Letter from Tokyo 3 (Honky Tonk Woman and “the elevator incident”)

I just picked up my alien card. For ages, I had been calling it something I can’t spell or pronounce now, which it was pointed out to me the other day was kind of like saying “I’ve come for my Honky Card.” Bit embarrassing. Then again, languages are not my strong point. Those of you who know that I kept saying “voila” instead of “au revoir” when I first went to Paris, will not be surprised to hear that when I was in Akihabara recently I kept saying Akihabara instead of Arigato (thank you) and that when I am VERY flustered I say Arigato instead of Konichiwa (hallo). No one seems to mind. Maybe because I bow a lot. Bowing is cool!
However, no amount of bowing could fix ‘The Elevator Incident’ which happened to me the other night when I was all froo frooed up in my black net over violet dress and got into the elevator at B3 just as a young man in a chef’s hat burst out of it. As the doors closed on me I realized he had left behind THE most appalling well … shall we say, emission … and the elevator goes express after the first floor so I had ahead of me 45 floors of coughing and choking to endure,
But then, just when I was thinking it couldn’t get any worse, a man got in at the first floor and… Well, there was I, (all gussied up, which somehow makes it worse) COMPLETELY ALONE in the elevator and there was this terrible smell and … well, what would you think? Of course I mimed “Goodness, what is that terrible smell?” with lots of flapping of my hand in front of my face, and screwing up of my nose. And he, of course, joined in (Tokyoites are very polite). But he was obviously thinking to himself “arigato/konichiwa/akihabara” (which would be my Japanese for, “First one smelt it dealt it!”).
Naturally I now see him ALL THE TIME, and my musicians, Philip and Francis, are both agreed (judging by the expression on his face whenever we see him) that he clearly thinks it was me. Now I merely have to say the words “elevator incident” to Philip and Francis to totally crack them up, which makes me feel very witty. By the way, the picture on Letter from Tokyo 1 of this blog is of Philip’s cat.
The music is getting easier. It really helps when one of YOU comes — as has happened 5 times (if you count Reiko coming twice and Anna and Alan coming at least twice, and Raj coming with a huge posse — THANK YOU). And I realize that people ARE listening, just very discreetly (i.e., while talking among themselves and swigging champagne and martinis). Here, by the way, is a picture Raj took of the most important drink in the house — sans diamond, of course. That’s me on the stool in the background.

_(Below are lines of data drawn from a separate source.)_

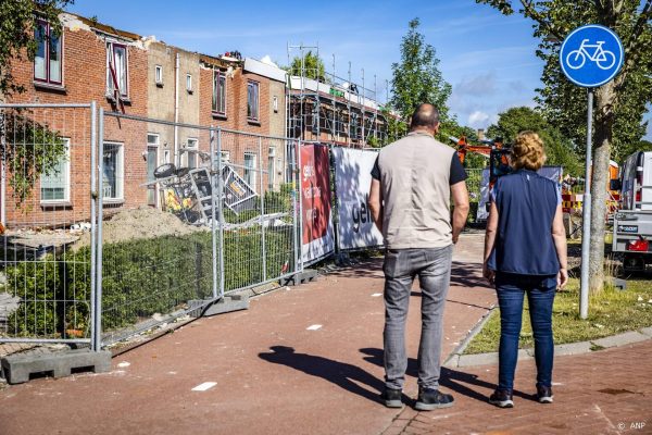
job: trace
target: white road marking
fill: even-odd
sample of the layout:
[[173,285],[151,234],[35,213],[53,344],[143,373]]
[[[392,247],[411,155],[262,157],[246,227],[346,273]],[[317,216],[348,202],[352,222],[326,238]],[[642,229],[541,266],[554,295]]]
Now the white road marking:
[[215,385],[217,385],[216,382],[204,382],[203,384],[199,384],[198,386],[192,388],[192,390],[193,391],[205,391],[206,389],[213,388]]

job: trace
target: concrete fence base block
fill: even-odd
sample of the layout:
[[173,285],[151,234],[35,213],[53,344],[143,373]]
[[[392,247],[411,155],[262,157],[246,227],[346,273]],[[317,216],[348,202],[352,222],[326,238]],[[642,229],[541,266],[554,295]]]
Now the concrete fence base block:
[[600,338],[600,339],[593,340],[592,343],[594,345],[602,346],[602,347],[616,347],[616,346],[629,345],[631,343],[642,341],[648,338],[650,338],[650,337],[647,336],[645,334],[641,334],[639,332],[631,331],[631,332],[628,332],[625,334],[618,334],[618,335],[613,335],[611,337]]
[[224,299],[210,306],[203,312],[203,315],[216,315],[240,310],[249,310],[249,297],[246,295],[227,295]]
[[645,334],[648,337],[652,337],[652,326],[650,326],[650,327],[643,327],[642,330],[640,330],[640,332],[642,334]]
[[312,269],[306,269],[303,272],[299,272],[296,275],[290,276],[289,278],[281,279],[281,286],[298,286],[301,284],[310,283],[311,281],[316,279],[318,276],[317,271],[313,271]]
[[73,370],[109,372],[111,352],[75,349],[52,353],[21,353],[2,358],[1,364],[8,383],[22,384],[29,381],[33,374],[46,373],[53,377],[64,377],[70,376]]

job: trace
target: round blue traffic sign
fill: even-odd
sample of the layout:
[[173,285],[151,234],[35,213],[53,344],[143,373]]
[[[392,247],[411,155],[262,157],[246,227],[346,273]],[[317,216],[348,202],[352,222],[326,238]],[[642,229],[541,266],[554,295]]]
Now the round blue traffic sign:
[[570,82],[585,88],[604,85],[618,74],[625,51],[612,29],[588,24],[570,32],[560,49],[562,71]]

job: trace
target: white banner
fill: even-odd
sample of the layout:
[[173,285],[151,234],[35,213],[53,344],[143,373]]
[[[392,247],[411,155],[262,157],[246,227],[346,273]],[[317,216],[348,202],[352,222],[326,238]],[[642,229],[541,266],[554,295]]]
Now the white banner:
[[367,206],[376,151],[333,148],[335,191],[338,206],[340,249],[383,246],[383,234],[374,225]]

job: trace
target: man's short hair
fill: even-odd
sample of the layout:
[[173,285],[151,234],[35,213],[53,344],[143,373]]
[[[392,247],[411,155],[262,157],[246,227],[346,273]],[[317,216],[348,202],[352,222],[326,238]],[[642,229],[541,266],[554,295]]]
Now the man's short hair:
[[435,128],[439,123],[439,111],[430,103],[424,102],[416,107],[410,119],[410,128],[428,127]]

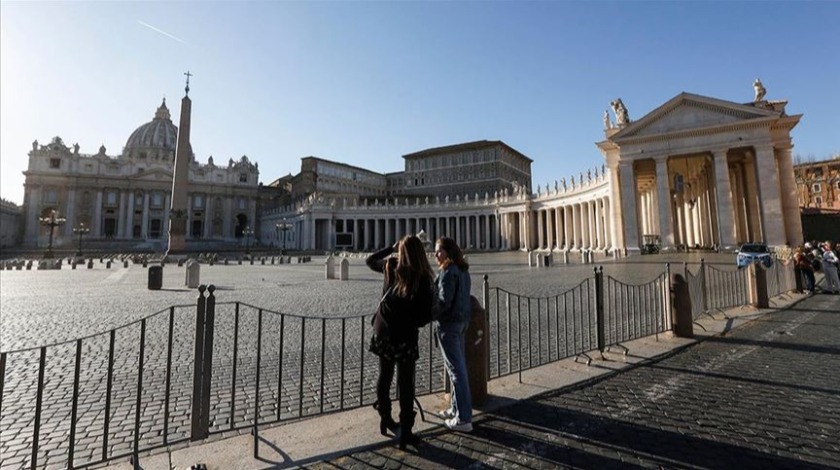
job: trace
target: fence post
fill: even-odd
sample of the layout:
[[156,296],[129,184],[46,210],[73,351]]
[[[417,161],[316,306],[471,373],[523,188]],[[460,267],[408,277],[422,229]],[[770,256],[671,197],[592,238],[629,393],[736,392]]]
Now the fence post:
[[[207,297],[204,291],[207,291]],[[193,368],[192,419],[190,440],[204,439],[210,428],[210,379],[213,370],[213,325],[216,286],[198,286],[195,309],[195,357]]]
[[754,292],[755,306],[758,308],[770,307],[770,297],[767,295],[767,269],[753,263],[753,274],[755,276]]
[[604,267],[598,266],[595,271],[595,336],[598,342],[598,351],[603,356],[606,349],[606,338],[604,335]]
[[[662,283],[662,327],[670,330],[673,327],[673,306],[671,305],[671,263],[665,263],[665,282]],[[663,329],[659,328],[659,329]],[[657,333],[657,339],[659,338]]]
[[195,354],[193,356],[193,396],[192,396],[192,419],[190,426],[190,440],[196,441],[206,437],[204,426],[204,415],[202,414],[201,395],[204,390],[201,375],[204,373],[204,317],[207,299],[204,291],[207,286],[198,286],[198,299],[195,305]]
[[706,261],[700,258],[700,299],[703,302],[703,313],[709,311],[709,302],[706,299]]
[[[207,301],[204,315],[204,358],[202,359],[201,413],[204,437],[210,433],[210,380],[213,378],[213,332],[216,325],[216,286],[207,286]],[[233,421],[233,417],[231,417]]]

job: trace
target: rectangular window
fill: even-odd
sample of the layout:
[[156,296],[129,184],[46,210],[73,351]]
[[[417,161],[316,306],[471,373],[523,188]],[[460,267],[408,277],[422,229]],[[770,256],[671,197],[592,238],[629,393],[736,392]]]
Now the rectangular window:
[[44,202],[47,204],[55,204],[58,202],[58,191],[55,189],[48,189],[46,193],[44,193]]

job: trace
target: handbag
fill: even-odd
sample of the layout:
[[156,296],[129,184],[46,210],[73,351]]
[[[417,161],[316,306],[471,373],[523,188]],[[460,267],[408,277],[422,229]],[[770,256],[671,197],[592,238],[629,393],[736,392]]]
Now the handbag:
[[385,319],[384,311],[388,309],[388,298],[393,294],[393,287],[389,288],[379,299],[376,313],[373,315],[373,335],[370,337],[368,351],[382,359],[392,362],[416,361],[420,352],[417,345],[407,342],[394,343],[391,338],[391,328]]

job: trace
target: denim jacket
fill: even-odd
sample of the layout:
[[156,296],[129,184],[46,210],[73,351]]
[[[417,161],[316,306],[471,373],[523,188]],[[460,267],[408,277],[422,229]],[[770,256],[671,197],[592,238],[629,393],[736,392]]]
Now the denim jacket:
[[438,302],[440,304],[440,323],[470,321],[470,274],[461,271],[456,265],[438,273]]

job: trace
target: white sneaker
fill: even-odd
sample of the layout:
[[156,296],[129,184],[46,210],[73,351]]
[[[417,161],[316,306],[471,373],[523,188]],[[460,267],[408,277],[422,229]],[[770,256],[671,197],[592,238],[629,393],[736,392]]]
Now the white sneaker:
[[437,417],[440,419],[452,419],[455,417],[455,411],[452,408],[447,408],[437,412]]
[[447,428],[458,432],[472,432],[472,423],[458,421],[458,418],[447,419],[443,422]]

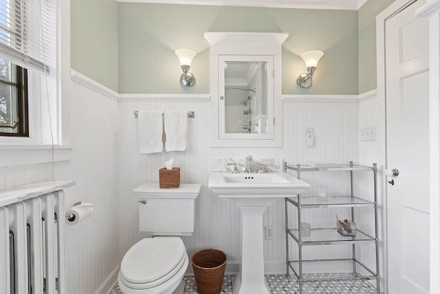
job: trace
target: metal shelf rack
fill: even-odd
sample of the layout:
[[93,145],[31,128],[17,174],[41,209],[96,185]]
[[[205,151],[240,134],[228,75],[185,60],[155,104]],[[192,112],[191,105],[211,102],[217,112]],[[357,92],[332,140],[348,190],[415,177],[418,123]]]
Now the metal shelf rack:
[[[298,280],[300,294],[302,293],[303,282],[317,280],[375,280],[377,284],[377,293],[380,293],[380,275],[379,275],[379,239],[377,224],[377,165],[373,163],[372,167],[355,165],[351,161],[348,165],[340,166],[325,165],[289,165],[284,163],[284,171],[288,169],[296,171],[296,177],[300,178],[301,172],[306,171],[344,171],[350,174],[350,191],[349,196],[329,196],[325,201],[318,200],[314,197],[304,197],[298,195],[291,198],[285,198],[285,233],[286,233],[286,271],[289,274],[291,269]],[[374,201],[371,202],[360,197],[354,196],[353,191],[353,174],[358,171],[372,171],[374,180]],[[298,211],[298,228],[289,227],[289,211],[288,206],[294,206]],[[355,221],[355,208],[370,207],[374,209],[375,235],[369,235],[359,228],[356,230],[356,236],[342,236],[336,231],[336,228],[317,228],[312,229],[310,236],[301,235],[300,226],[301,224],[301,211],[303,209],[328,209],[334,207],[348,207],[351,209],[351,220]],[[292,238],[298,244],[298,258],[296,260],[289,260],[289,240]],[[325,260],[307,260],[302,258],[302,247],[311,245],[329,245],[329,244],[351,244],[351,258],[348,259],[325,259]],[[356,258],[356,246],[360,244],[373,244],[375,249],[375,271],[369,269],[364,263]],[[325,275],[320,277],[316,275],[307,275],[305,267],[308,266],[315,269],[322,266],[324,269],[346,269],[343,273],[338,273],[335,275]]]

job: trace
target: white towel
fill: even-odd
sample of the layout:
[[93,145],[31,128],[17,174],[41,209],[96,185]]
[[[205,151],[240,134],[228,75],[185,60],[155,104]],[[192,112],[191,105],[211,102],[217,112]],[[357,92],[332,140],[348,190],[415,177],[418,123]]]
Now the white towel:
[[165,150],[186,150],[188,114],[186,111],[169,111],[164,114]]
[[162,111],[138,112],[139,147],[142,154],[162,152],[164,120]]

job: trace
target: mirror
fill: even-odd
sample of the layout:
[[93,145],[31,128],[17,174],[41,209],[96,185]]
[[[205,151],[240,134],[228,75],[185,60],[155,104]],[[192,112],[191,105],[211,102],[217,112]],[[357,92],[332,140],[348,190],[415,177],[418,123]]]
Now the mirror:
[[267,134],[267,62],[224,62],[226,134]]
[[283,33],[206,32],[212,146],[282,147]]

And I am learning so many new songs. Wichita Lineman, for one, which Philip and I agree we both deemed horrendously cheesy when we were kids but which now seems cool. This is the first sign of aging, I think. Nostalgia for the stuff we sneered at in our youth. And I wrote a whole new arrangement of Eleanor Rigby, which Francis, the percussionist (who also is an amazing singer), does fantastic backing vocals on. As for the standards… some of them are fantastic! Who knew? We have FUN.